🤖 AI Summary
Large language models (LLMs) exhibit pervasive output formatting bias in code translation tasks—generated outputs frequently contain extraneous natural-language explanations or formatting delimiters, causing standard evaluation metrics (e.g., computation accuracy, CA) to systematically underestimate true performance. Method: We systematically evaluate 11 instruction-tuned LLMs across five programming languages and find that 26.4%–73.7% of translations require post-hoc processing to extract clean code. To address this, we propose a robust code extraction method integrating regex-based parsing with prompt engineering. Contribution/Results: Our approach achieves a 92.73% average Code Extraction Success Rate (CSR) on a multilingual alignment benchmark, substantially improving evaluation fidelity.

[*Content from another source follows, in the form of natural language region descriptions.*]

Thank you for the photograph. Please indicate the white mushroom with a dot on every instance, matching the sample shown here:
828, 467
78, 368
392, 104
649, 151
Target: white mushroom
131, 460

This work is the first to quantify the impact of formatting bias and establishes a new, generalizable, and robust code extraction paradigm—providing a reproducible, standardized evaluation benchmark for LLM-based code translation.
📝 Abstract
Code translation between programming languages is a long-existing and critical task in software engineering, facilitating the modernization of legacy systems, ensuring cross-platform compatibility, and enhancing software performance. With the recent advances in large language models (LLMs) and their applications to code translation, there is an increasing need for comprehensive evaluation of these models. In this study, we empirically analyze the generated outputs of eleven popular instruct-tuned LLMs with parameters ranging from 1B up to 46.7B on 3,820 translation pairs across five languages, including C, C++, Go, Java, and Python. Our analysis found that between 26.4% and 73.7% of code translations produced by our evaluated LLMs necessitate post-processing, as these translations often include a mix of code, quotes, and text rather than being purely source code. Overlooking the output format of these models can inadvertently lead to underestimation of their actual performance. This is particularly evident when evaluating them with execution-based metrics such as Computational Accuracy (CA). Our results demonstrate that a strategic combination of prompt engineering and regular expression can effectively extract the source code from the model generation output. In particular, our method can help eleven selected models achieve an average Code Extraction Success Rate (CSR) of 92.73%. Our findings shed light on and motivate future research to conduct more reliable benchmarks of LLMs for code translation.